Un anno di Sarri alla Juventus: cosa è cambiato con il nuovo allenatore?
Il 16 giugno del 2019 Maurizio Sarri diventava il nuovo allenatore della Juventus: la rivoluzione voluta da Paratici e Nedved è riuscita?
Maurizio Sarri è sulla panchina della Juventus da un anno esatto. Il 16 giugno del 2019, infatti, il club di Andrea Agnelli annunciava l’arrivo dell’ex tecnico di Chelsea e Napoli sulla panchina bianconera. La scelta è stata del nuovo duo a capo dell’area tecnica – Fabio Paratici e Pavel Nedved – ai quali il presidente (“Fosse stato per me avrei tenuto Allegri”) ha dato carta bianca nella gestione sportiva. Il CFO e il vicepresidente della Juventus hanno così deciso di anticipare di un anno il divorzio da Massimiliano Allegri per dare una svolta alla gestione tattica della rosa, passando da un calcio definito “speculativo” e al “sarrismo”, sinonimo di bel gioco è spettacolo. È ben inteso, come ha fatto chiaramente intendere Agnelli, che chi ha scelto il nuovo allenatore si assumerà oneri e onori della decisione.

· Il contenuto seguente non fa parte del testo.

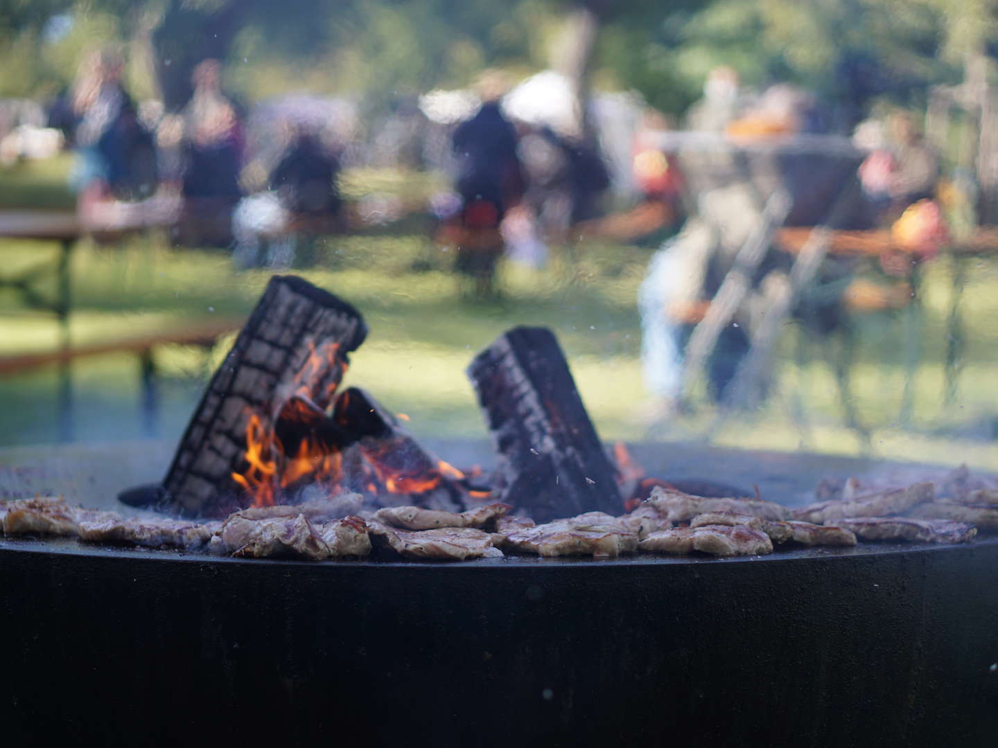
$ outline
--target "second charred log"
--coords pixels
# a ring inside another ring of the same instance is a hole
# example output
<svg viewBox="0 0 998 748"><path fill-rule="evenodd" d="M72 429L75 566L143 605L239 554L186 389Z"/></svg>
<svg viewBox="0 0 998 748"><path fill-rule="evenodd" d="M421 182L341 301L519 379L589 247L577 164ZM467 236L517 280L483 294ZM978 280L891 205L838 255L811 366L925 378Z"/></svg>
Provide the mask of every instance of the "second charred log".
<svg viewBox="0 0 998 748"><path fill-rule="evenodd" d="M616 471L554 334L516 327L468 367L499 452L495 500L537 522L623 511Z"/></svg>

Alla rosa ritenuta l’anno precedente la più forte d’Europa da molti addetti ai lavori e dalla maggioranza della tifoseria juventina (era arrivato Ronaldo) sono state applicate alcune modifiche. Sono andati via Barzagli (fine contratto), Caceres (fine contratto), Spinazzola (Roma), Kean (Everton), Cancelo (Manchester City), Mandzukic (Al Duhail), Perin (Genoa, p), Emre Can (Borussia Dortmund) e Pjaca (Anderlecht, p). Al loro posto sono arrivati Higuain (Chelsea, fp); Ramsey (Arsenal), Rabiot (Paris Saint Germain), Buffon (Paris Saint Germain), Demiral (Sassuolo), de Ligt (Ajax) e Danilo (Manchester City). Le scelte, come da sempre avviene alla Juventus, sono state fatte dalla dirigenza, con l’allenatore che si è quindi dovuto adattare esattamente come Allegri e tutti gli altri suoi predecessori.
Sarri ha dato un nuovo appeal alla Juventus?
Scelto per dare un appeal diverso dal punto di vista del gioco alla Signora, al 16 giugno 2020 possiamo dire però che poco è cambiato rispetto al recente passato. Il sarrismo, come anche durante la parentesi al Chelsea, se n’è visto pochissimo e a parte la rinascita di Dybala, sono pochi i calciatori migliorati durante questa gestione tecnica. Si diceva che Pjanic sarebbe diventato finalmente il regista perfetto toccando 150 palloni a partita, che il trio offensivo avrebbe fatto tanti gol grazie agli schemi del nuovo allenatore, invece sono stati i singoli campioni con le loro giocate a tenere a galla una squadra che ha segnato meno e subito più gol del passato. Quest’anno la Juve ha registrato la più alta percentuale di vittorie con un solo gol di scarto della storia recente (su 25 vittorie 11 sono avvenute con il risultato di 2-1 e 4 per 1-0).
Per molti l’assunto è che “con questa rosa Sarri possa fare ben poco di meglio”, ma delle due l’una: o Allegri ha fatto anch’egli miracoli con i giocatori a disposizione, oppure qualcosa non quadra. La fortuna è che questa Juventus è in corsa per tutti e tre gli obiettivi stagionali (la Supercoppa era sostanzialmente legata alla passata stagione, ma è stata persa comunque malamente con la Lazio) e quindi va dato atto al tecnico che risultati alla mano non gli si possa al momento dire nulla. Di “Sarriball” solo l’ombra, ma già domani sera Sarri ha la possibilità di rompere quel tabù che recita zero alla casella di titoli vinti in Italia. Perché alla Juventus vincere è l’unica cosa che conta e se a fine stagione il tecnico avrà vinto, della rivoluzione mancata non importerà a nessuno. Così come anche degli scivoloni durante interviste e conferenze stampa (celeberrimo quello dopo la sconfitta rimediata a Napoli).